Keberanian membela anak buahnya itu seharusnya muncul sejak awal. Ketika Pansus ramai berdebat perlu-tidaknya menghadirkan Kepala Negara, tak ada salahnya dia bicara. Kalaupun para politikus Senayan ternyata bersikap tak terpuji selama berhadapan dengan Presiden, yang memang harus dihormati, toh rakyat bisa menilai mana loyang mana pula emasnya.
Jika Presiden berani mengambil oper risiko itu, niscaya banyak nilai plus untuk Yudhoyono. Ia akan dicatat sejarah sebagai pemimpin berjiwa ksatria yang siap berada di depan dalam situasi kritis manakala kebijakannya diserang habis-habisan. Ia akan dikenang sebagai pemimpin andal yang tampil manakala pembantunya sebagai ”terperiksa” seperti diinterogasi—lengkap dengan kata-kata kasar sebagian legislator.

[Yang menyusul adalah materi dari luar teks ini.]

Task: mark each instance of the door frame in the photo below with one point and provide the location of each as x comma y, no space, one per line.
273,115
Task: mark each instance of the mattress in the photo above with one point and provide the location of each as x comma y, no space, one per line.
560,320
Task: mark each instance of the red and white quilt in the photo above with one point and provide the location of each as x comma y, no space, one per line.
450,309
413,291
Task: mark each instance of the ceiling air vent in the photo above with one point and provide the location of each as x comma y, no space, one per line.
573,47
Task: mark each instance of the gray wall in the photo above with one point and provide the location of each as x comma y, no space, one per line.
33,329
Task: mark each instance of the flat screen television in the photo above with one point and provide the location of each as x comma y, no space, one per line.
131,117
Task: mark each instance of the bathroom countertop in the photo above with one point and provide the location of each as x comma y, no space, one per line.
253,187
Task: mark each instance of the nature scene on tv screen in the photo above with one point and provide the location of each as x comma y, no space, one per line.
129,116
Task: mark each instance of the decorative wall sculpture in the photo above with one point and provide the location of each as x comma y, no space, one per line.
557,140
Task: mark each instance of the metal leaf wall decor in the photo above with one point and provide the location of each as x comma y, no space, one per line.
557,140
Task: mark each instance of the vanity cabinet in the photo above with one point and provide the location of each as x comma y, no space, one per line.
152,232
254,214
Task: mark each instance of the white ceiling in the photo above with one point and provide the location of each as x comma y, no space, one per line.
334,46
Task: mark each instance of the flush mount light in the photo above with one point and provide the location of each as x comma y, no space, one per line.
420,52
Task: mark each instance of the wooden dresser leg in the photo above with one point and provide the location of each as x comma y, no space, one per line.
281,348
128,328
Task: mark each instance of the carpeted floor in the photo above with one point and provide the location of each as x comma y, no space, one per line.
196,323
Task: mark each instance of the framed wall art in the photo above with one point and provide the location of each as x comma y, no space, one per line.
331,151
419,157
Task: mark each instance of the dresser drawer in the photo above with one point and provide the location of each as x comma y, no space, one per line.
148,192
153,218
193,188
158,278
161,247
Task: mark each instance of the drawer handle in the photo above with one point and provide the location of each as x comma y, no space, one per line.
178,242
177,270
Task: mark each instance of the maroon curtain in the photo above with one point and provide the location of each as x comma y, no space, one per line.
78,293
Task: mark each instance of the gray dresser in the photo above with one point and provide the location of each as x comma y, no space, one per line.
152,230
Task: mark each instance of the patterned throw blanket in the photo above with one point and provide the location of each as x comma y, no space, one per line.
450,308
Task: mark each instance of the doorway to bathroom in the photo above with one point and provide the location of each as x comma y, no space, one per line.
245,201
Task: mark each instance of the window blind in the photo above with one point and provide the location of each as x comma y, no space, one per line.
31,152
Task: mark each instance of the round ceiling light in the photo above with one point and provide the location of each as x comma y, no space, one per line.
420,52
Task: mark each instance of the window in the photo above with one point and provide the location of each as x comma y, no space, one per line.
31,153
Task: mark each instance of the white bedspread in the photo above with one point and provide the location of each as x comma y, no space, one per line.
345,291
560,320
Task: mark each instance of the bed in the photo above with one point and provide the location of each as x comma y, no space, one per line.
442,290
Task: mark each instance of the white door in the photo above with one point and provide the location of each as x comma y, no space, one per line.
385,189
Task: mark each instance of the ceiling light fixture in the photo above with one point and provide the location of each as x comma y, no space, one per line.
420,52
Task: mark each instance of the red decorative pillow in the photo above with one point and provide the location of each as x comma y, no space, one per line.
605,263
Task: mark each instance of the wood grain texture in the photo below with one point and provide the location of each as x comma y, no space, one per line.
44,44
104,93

Betapapun bisingnya, kegaduhan politik ini bisa menyehatkan demokrasi kita manakala pemegang kekuasaan legislatif dan eksekutif bertindak proporsional. Panitia Khusus perlu membuka mata perihal kelemahan kebijakan penyelamatan Century itu. Sebaliknya, Presiden juga harus menjelaskan kebijakan penyelamatan yang menelan dana Rp 6,7 triliun di bank gurem itu.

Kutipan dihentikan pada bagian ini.